H19 mediates the impacts of METTL3 in ICCA cells. A. The downregulation of H19 expression by siRNAs in the METTL3-overexpressed HuCC-T1 and RBE cells was confirmed by RT-qPCR. B. The proliferation of the indicated cells with METTL3 overexpression and H19 silencing was measured by MTT assay. C. The migration of the indicated cells with METTL3 overexpression and H19 silencing was measured by transwell assay. D. The overexpression of H19 in the METTL3-knockdown HuCC-T1 and RBE cells was confirmed by RT-qPCR. E. The proliferation of the indicated cells with METTL3 knockdown and H19 overexpression was measured by MTT assay. F. The migration of the indicated cells with METTL3 knockdown and H19 overexpression was measured by transwell assay. G. Endogenous H19 expression in the indicated cells was determined by RT-qPCR. H. H19 expression in the paired ICCA samples was examined by RT-qPCR. I. Kaplan-Meier survival analysis of the correlation between H19 expression and overall survival in the TJ cohort. J. The correlation between METTL3 and H19 expression in the TJ cohort. The results are presented as mean ± SD of three independent experiments. *P < 0.05, **P < 0.01, ***P < 0.001, according to a Student's t test. Scale bar, 100 μm.

 Figure 6 

METTL3 regulates the expression of H19 in an m6A-mediated manner. A. MeRIP-qPCR analysis was applied to assess the m6A modification of H19 in METTL3-knockdown HuCC-T1 and RBE cells. B. Mutation or deletion of the methyltransferase domain (Mtase) in the METTL3 coding sequence. C. The total m6A level in METTL3 wild-type- or mutant-overexpressed cells was measured by m6A RNA methylation quantification assay. D. The m6A modification of H19 was detected by MeRIP-qPCR in the HuCC-T1 and RBE cells with METTL3 mutants overexpression. E. The expression of H19 in METTL3 wild-type- or mutant-overexpressed cells was evaluated by RT-qPCR. F. Mutation of the predicated m6A modification sites in the H19 sequence. G and H. Relative activity of the H19 wild-type- or mutant-luciferase reporters in METTL3-overexpressed (G) or METTL3-knockdown (H) HuCC-T1 and RBE cells was determined. I. The proliferation of the indicated cells with METTL3 mutants overexpression was measured by MTT assay. J. The migration of HuCC-T1 cells with METTL3 mutants overexpression was measured by transwell assay. K. The proliferation of the indicated cells with METTL3 mutants overexpression and H19 overexpression was measured by MTT assay. L. The migration of HuCC-T1 cells with METTL3 mutants overexpression and H19 overexpression was measured by transwell assay. The results are presented as mean ± SD of three independent experiments. *P < 0.05, **P < 0.01, ***P < 0.001, ns, no significance, according to a Student's t test. Scale bar, 100 μm.

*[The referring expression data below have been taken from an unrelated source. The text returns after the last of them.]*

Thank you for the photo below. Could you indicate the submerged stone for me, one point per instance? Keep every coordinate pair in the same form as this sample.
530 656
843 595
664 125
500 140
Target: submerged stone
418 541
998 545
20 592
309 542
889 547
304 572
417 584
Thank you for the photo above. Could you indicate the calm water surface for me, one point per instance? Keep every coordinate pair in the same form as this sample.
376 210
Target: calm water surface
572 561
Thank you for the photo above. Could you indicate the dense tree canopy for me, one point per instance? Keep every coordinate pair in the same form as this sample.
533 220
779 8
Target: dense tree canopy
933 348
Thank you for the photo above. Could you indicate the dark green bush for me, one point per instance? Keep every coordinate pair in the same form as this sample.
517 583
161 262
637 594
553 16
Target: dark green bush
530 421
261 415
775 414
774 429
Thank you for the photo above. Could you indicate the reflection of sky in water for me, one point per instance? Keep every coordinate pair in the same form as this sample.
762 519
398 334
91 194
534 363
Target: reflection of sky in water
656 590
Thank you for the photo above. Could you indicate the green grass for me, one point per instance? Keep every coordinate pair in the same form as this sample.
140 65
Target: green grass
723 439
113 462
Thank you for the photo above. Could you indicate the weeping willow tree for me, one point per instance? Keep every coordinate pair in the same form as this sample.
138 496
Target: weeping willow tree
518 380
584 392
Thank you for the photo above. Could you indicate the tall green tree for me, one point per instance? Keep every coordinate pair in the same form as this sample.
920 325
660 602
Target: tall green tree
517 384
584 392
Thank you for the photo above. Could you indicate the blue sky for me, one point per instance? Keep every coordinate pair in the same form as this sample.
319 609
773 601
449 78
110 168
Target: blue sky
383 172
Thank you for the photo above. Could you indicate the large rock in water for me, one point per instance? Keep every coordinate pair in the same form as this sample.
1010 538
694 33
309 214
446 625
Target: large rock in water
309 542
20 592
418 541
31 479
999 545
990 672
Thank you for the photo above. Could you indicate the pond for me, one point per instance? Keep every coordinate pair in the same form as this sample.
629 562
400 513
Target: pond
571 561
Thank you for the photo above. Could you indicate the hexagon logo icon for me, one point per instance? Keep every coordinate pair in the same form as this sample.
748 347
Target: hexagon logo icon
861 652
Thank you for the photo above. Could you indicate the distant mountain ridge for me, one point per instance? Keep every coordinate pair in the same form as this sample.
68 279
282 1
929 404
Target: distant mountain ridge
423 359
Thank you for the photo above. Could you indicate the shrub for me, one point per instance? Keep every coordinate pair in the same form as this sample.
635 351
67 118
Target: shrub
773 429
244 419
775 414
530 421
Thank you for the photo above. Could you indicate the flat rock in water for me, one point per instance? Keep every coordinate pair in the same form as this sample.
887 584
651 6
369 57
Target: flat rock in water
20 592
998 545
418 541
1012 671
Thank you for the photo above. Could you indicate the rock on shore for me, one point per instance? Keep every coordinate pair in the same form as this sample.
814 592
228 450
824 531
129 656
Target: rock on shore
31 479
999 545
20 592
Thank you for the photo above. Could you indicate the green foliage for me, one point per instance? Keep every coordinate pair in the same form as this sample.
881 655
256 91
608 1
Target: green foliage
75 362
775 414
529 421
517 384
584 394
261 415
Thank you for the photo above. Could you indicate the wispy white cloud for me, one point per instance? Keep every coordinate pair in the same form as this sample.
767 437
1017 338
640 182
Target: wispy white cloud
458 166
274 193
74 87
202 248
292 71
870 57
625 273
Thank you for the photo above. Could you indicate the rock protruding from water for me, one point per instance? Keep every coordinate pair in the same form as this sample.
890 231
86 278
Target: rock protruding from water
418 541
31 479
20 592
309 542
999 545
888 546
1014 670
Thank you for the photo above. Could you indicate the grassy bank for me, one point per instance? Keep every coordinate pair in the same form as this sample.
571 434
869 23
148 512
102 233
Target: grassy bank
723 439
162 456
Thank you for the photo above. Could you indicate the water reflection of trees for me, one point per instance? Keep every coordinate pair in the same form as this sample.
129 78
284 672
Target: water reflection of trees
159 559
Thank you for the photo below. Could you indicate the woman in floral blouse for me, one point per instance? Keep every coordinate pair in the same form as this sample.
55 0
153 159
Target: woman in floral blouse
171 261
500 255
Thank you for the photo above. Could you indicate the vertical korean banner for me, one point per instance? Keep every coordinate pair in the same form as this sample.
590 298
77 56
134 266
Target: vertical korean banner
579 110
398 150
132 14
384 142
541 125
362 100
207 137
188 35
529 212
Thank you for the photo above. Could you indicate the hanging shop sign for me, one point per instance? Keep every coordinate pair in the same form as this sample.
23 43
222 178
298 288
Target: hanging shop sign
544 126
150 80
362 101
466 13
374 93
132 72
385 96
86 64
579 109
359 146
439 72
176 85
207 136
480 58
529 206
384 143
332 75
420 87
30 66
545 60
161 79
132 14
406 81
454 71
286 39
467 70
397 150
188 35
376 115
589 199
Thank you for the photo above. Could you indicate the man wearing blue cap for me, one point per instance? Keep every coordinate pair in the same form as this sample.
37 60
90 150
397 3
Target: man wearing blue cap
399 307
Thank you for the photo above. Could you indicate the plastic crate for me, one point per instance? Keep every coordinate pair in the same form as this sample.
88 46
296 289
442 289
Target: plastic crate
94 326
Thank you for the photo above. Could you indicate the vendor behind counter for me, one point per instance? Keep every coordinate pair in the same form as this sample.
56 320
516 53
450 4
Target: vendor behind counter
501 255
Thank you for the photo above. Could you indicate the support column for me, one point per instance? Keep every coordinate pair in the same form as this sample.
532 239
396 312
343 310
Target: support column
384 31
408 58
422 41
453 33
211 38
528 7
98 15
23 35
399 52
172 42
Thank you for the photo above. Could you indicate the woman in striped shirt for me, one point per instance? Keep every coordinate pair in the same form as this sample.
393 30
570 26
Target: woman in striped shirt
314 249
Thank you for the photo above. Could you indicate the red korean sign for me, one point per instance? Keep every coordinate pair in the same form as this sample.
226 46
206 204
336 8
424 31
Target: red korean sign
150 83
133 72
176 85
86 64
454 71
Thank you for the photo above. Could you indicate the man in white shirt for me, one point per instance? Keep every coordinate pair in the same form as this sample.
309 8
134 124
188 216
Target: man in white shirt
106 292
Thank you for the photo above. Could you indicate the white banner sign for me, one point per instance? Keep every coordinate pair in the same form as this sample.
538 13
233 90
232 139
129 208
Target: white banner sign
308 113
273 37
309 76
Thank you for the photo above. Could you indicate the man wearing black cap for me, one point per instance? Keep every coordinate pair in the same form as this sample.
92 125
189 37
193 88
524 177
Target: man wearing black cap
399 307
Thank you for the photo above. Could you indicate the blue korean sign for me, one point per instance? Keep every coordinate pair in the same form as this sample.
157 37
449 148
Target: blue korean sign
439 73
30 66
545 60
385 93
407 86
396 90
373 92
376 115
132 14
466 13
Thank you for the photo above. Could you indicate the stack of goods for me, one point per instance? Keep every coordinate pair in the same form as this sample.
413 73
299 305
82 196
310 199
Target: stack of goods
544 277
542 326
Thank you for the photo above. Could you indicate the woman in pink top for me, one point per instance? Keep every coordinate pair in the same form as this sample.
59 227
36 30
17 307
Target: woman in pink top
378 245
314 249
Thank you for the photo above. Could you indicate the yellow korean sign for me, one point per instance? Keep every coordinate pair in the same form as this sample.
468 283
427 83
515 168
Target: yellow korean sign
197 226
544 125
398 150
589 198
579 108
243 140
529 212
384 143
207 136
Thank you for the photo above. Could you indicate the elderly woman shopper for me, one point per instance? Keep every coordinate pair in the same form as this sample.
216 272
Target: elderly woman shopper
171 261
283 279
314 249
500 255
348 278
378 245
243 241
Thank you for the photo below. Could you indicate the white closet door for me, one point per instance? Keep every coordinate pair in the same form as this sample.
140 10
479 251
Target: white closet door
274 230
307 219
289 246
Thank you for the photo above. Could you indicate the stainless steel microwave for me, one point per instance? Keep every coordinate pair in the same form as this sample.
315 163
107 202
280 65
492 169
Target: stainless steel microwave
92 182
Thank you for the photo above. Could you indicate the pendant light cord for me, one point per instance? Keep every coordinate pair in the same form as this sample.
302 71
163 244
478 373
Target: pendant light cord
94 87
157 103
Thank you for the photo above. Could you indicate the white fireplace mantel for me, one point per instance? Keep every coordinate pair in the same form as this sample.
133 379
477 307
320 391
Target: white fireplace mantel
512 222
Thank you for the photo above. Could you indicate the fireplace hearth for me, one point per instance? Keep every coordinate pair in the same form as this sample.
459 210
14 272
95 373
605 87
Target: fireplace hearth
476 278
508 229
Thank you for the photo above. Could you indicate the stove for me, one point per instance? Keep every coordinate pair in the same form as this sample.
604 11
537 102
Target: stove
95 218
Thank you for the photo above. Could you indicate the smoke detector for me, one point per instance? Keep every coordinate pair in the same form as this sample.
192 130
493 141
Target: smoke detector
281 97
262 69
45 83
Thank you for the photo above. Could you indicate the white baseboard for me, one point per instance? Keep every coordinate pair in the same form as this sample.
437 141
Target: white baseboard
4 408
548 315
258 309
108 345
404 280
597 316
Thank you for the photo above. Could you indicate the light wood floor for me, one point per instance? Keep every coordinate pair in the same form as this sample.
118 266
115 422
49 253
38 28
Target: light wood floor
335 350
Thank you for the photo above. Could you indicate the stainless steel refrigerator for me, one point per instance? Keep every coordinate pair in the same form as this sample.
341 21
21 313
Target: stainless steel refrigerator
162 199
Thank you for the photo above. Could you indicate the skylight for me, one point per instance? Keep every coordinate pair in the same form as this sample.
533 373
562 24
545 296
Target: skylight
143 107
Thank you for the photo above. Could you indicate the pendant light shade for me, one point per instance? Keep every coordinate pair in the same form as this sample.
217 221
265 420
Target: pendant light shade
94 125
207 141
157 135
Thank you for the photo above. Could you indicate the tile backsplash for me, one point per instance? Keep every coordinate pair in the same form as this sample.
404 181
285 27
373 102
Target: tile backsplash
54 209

The above results indicate that METTL3's m6A catalytic activity is crucial for regulating H19. To further determine whether this catalytic function is necessary for METTL3's physiological role in ICCA, we examined the effects of mutant METTL3 on cell behavior. Compared with wild-type METTL3, the catalytic mutants exhibited a markedly reduced ability to suppress ICCA cell proliferation and migration (Figure 6I, J and Figure S3A). Notably, overexpression of H19 rescued the impaired inhibitory effects of mutant METTL3, restoring suppression of cell proliferation and migration (Figure 6K, L and Figure S3B). These results demonstrate that METTL3 regulates H19 to carry out its tumor-suppressive action in ICCA in an m6A-dependent way.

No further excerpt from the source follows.